Jeffries is more guarded, with a small circle of confidantes. The New York Democrat won’t entertain questions about his leadership aspirations, telling reporters he’s focused on the job in front of him.
“Hakeem can work with most anybody,” said Rep. Gregory Meeks (D-N.Y.), a close ally. “But it always takes two.”
Both men are doing everything that they can to assert their status as party leaders — raising millions of dollars in the fight for the House and trying to bolster their most vulnerable members. McCarthy raised nearly $58 million in the first nine months of this year, including $8.3 million that he transferred to vulnerable incumbents this year as part of his record-breaking haul.
Jeffries spokesperson Christie Stephenson declined to provide specifics on his fundraising, only saying that he “raised millions of dollars for House Democrats during his short time in office,” and touting Jeffries’ legislative record. He has also started a PAC to protect incumbents, a direct shot at progressive efforts to unseat incumbent Democrats.
Even as both men have a clear shot at their party’s top jobs after the midterms, their paths to power are not guaranteed.
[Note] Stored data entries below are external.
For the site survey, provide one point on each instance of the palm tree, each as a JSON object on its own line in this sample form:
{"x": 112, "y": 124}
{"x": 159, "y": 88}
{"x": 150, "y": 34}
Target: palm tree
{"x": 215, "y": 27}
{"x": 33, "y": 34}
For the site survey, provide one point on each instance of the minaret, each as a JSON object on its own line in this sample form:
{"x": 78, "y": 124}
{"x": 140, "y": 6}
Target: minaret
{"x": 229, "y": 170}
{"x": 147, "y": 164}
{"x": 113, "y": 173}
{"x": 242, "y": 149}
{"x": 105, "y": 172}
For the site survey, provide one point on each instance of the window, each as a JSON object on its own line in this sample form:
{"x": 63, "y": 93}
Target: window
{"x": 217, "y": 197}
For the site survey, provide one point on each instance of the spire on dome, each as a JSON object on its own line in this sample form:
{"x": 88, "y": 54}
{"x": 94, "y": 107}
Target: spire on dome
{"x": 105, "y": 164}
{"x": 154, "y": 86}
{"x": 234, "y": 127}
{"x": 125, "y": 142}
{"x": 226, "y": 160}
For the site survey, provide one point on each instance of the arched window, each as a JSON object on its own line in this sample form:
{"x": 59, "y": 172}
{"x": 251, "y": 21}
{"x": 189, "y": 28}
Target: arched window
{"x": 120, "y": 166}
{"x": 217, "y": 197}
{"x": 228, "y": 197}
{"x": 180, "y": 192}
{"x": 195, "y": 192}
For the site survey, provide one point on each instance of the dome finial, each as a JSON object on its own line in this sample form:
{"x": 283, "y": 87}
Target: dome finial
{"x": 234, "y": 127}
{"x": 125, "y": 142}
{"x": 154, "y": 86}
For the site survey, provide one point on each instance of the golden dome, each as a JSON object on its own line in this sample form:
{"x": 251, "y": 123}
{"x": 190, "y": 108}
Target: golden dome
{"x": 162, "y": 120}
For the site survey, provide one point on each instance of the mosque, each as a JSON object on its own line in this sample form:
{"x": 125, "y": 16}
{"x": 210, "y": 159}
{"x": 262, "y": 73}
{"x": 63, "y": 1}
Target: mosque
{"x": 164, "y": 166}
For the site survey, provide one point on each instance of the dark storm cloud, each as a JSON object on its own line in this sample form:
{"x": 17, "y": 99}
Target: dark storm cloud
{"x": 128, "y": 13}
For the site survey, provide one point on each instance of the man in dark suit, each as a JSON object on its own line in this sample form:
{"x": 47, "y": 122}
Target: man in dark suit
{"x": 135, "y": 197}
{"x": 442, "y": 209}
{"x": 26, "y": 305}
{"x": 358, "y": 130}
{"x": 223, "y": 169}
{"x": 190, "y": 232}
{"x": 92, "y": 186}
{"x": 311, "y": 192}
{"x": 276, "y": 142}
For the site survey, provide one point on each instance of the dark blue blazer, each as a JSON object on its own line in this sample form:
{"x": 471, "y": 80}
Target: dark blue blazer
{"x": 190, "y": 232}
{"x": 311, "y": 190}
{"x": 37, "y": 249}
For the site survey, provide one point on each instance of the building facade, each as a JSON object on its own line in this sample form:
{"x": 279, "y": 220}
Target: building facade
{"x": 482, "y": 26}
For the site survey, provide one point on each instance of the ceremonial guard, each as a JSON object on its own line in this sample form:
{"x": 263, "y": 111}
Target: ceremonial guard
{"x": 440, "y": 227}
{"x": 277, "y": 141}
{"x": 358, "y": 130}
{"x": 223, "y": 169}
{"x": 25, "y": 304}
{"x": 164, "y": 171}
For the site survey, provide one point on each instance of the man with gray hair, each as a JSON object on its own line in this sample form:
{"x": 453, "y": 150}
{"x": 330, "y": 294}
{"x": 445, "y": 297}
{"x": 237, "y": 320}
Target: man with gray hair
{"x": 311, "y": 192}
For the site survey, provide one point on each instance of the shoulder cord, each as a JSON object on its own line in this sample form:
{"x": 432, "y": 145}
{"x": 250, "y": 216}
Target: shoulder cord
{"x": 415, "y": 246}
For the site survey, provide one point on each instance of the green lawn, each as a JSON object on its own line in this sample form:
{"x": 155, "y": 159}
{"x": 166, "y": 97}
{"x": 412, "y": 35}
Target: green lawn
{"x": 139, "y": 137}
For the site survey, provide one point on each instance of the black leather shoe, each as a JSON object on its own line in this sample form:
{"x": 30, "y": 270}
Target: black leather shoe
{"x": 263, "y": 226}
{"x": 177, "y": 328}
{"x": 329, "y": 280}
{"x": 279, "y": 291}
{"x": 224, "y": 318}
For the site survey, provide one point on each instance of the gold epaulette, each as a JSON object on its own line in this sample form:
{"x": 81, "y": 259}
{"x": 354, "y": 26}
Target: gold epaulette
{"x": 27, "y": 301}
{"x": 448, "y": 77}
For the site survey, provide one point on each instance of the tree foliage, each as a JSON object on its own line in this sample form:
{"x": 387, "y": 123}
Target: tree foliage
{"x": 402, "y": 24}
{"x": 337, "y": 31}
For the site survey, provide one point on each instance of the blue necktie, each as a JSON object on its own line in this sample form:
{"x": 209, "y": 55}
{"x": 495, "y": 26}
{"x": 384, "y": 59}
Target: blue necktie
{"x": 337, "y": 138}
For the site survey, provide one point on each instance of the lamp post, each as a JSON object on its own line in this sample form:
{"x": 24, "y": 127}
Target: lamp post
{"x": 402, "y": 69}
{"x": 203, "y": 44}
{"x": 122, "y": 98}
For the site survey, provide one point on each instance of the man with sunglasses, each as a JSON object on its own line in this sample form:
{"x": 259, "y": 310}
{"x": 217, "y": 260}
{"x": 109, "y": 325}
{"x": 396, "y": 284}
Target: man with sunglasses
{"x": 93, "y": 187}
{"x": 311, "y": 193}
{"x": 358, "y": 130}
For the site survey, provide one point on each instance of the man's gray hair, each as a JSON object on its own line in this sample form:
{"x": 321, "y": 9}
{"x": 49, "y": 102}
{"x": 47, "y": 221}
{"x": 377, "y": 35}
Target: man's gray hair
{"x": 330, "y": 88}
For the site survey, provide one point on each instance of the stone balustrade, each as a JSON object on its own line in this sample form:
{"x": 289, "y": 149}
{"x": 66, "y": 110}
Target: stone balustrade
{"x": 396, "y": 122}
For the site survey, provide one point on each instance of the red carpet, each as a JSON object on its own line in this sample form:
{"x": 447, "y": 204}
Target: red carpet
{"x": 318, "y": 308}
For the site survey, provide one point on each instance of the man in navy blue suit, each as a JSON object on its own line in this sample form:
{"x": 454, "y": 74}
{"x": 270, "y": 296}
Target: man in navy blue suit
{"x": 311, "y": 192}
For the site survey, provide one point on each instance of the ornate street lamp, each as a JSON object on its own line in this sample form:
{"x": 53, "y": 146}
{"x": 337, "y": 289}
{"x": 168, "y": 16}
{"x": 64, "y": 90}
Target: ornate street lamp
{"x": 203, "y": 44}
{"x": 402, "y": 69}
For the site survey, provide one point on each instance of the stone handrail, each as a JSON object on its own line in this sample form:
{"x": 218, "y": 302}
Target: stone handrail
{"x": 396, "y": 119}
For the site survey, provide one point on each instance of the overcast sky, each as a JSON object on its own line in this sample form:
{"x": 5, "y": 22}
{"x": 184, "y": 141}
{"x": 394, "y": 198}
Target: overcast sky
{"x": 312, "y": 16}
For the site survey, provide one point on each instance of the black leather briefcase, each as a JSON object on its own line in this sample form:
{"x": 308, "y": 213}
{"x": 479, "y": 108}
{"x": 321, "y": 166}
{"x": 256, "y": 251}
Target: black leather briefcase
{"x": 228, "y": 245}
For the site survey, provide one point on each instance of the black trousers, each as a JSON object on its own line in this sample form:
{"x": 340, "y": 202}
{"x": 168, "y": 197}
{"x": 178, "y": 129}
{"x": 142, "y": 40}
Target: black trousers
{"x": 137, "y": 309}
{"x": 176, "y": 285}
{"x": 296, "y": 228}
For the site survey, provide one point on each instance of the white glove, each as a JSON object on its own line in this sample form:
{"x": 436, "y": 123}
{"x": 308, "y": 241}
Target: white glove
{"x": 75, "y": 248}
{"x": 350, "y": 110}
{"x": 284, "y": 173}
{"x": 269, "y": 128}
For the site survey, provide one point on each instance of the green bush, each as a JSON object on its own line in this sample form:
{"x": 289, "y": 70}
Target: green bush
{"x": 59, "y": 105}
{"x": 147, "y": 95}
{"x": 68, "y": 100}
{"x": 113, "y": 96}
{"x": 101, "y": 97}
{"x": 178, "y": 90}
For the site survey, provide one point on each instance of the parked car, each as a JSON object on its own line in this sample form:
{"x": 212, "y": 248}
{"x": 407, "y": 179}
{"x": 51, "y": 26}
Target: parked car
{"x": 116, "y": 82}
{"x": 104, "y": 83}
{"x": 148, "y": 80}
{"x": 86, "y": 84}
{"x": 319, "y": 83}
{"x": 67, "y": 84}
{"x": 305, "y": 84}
McCarthy has worked for years to cement his standing in the conference. In the post-Trump minority, that’s meant a studious avoidance of any moves that might alienate his members, including a refusal to publicly denounce divisive action or objectionable rhetoric by his ultra-conservatives. Securing the speaker’s gavel in 2023 is a numbers game for McCarthy, and the narrower the GOP victories next year, the harder it will get for him.
And while Jeffries is often mentioned as the leader in a group of younger, ambitious members, Pelosi’s two deputies — Hoyer and Majority Whip Jim Clyburn (D-S.C.) — notably did not agree to the term limits she offered.
That’s to say nothing of Jeffries’ colleagues who could also angle for leadership jobs in the next Congress, including Reps. Katherine Clark (D-Mass.), Adam Schiff (D-Calif.), Pete Aguilar (D-Calif.) and Pramila Jayapal (D-Wash.).
Lawmakers say, one way or another, Congress needs significant repairs if it’s going to function.
“We have massive institutional rebuilding to do,” said McHenry. “We have to have people that can still talk even in the midst of the most challenging situations so that the place can function. Those things really matter.”